Au centre du Cameroun, une centaine de paysannes étaient regroupées en association informelle pour cultiver le manioc, associé à d’autres plantes vivrières. Leur structuration en groupes d’initiatives communes (GIC), puis en coopérative, s’est déroulée sur une quinzaine d’années. Elles n’ont jamais eu de soutien financier extérieur mais bénéficient, au travers de la CNOP-cam (Concertation nationale des organisations paysannes du Cameroun), d’appuis techniques et de formations.
Constatant qu’elles étaient perdantes en vendant le manioc frais, ces femmes ont décidé de se lancer dans la transformation. Le système de tontines leur a permis d’acquérir des moulins pour la fabrication de farine, de semoule (atiéké, gari) et de tapioca. La Société coopérative de manioc, autres tubercules et produits agricoles (SOCOOPMATPA) compte actuellement 417 membres, parmi lesquels 138 hommes et 35 jeunes, signe que son rôle moteur est largement reconnu. Elle est dotée de groupes spécialisés dans la production de semences certifiées, dans la transformation et dans la commercialisation.

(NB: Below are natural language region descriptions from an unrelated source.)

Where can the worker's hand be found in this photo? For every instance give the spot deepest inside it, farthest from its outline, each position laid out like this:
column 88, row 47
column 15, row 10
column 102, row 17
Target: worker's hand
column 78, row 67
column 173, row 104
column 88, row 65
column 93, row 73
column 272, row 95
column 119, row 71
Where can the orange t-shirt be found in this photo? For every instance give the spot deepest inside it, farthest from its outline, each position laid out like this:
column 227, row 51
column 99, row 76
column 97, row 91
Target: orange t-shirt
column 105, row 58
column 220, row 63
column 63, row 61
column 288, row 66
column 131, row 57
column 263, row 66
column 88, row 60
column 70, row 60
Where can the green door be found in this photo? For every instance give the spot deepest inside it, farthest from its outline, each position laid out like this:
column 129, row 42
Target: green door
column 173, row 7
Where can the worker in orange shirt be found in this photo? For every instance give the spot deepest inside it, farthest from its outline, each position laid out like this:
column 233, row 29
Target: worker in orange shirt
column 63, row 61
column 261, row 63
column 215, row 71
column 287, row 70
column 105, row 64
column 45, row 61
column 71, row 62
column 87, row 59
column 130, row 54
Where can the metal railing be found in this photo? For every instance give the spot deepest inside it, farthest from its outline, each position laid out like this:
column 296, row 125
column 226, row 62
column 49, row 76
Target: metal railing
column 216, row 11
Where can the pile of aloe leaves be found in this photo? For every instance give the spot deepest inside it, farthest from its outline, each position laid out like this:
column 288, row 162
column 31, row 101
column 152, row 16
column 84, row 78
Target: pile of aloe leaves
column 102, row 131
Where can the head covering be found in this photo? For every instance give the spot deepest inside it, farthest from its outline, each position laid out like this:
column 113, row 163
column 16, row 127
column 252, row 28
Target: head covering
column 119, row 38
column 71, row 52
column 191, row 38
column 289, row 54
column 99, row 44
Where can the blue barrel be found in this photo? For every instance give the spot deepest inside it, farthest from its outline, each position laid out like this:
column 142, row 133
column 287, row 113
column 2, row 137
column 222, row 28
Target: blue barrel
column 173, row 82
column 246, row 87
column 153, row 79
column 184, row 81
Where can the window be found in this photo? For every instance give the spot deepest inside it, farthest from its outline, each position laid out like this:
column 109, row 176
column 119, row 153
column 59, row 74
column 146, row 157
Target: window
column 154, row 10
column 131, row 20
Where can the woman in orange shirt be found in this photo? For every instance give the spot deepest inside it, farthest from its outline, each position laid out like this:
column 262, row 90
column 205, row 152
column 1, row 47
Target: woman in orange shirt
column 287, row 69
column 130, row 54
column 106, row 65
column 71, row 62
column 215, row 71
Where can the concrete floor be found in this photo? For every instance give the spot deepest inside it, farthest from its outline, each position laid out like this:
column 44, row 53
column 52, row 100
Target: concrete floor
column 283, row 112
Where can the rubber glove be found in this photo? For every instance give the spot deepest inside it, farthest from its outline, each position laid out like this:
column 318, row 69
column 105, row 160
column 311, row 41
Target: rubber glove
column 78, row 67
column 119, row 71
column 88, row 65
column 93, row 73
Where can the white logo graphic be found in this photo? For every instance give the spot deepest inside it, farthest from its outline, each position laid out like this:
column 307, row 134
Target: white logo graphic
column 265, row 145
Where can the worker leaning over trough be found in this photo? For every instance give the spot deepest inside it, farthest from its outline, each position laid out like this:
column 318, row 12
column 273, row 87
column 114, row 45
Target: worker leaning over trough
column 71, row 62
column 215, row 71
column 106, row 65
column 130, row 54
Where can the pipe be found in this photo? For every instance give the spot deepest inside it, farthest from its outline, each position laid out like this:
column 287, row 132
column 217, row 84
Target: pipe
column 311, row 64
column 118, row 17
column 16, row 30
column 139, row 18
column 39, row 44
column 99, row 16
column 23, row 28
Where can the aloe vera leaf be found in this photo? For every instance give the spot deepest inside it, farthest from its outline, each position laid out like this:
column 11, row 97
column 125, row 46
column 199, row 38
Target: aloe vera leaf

Toujours au Cameroun, des habitantes de la ville de Douala s’étaient organisées pour cultiver des terres dans la périphérie afin de subvenir au besoin de leurs familles. Aux côtés de quelques jeunes hommes, ces femmes pratiquaient une agriculture diversifiée, du petit élevage et, pour certaines, des activités de transformation. Elles étaient cependant confrontées à l’épuisement des sols dû à l’usage d’engrais et de pesticides chimiques et à des difficultés de commercialisation. Dès 2006, Caritas Douala, oeuvre sociale de l’Eglise catholique, est intervenue pour les appuyer. Mais avant de parler méthodes de culture, transformation et vente, Caritas a travaillé sur la cohésion du groupe et le partage du pouvoir. Des conflits larvés poussaient en effet certaines femmes à délaisser le champ communautaire.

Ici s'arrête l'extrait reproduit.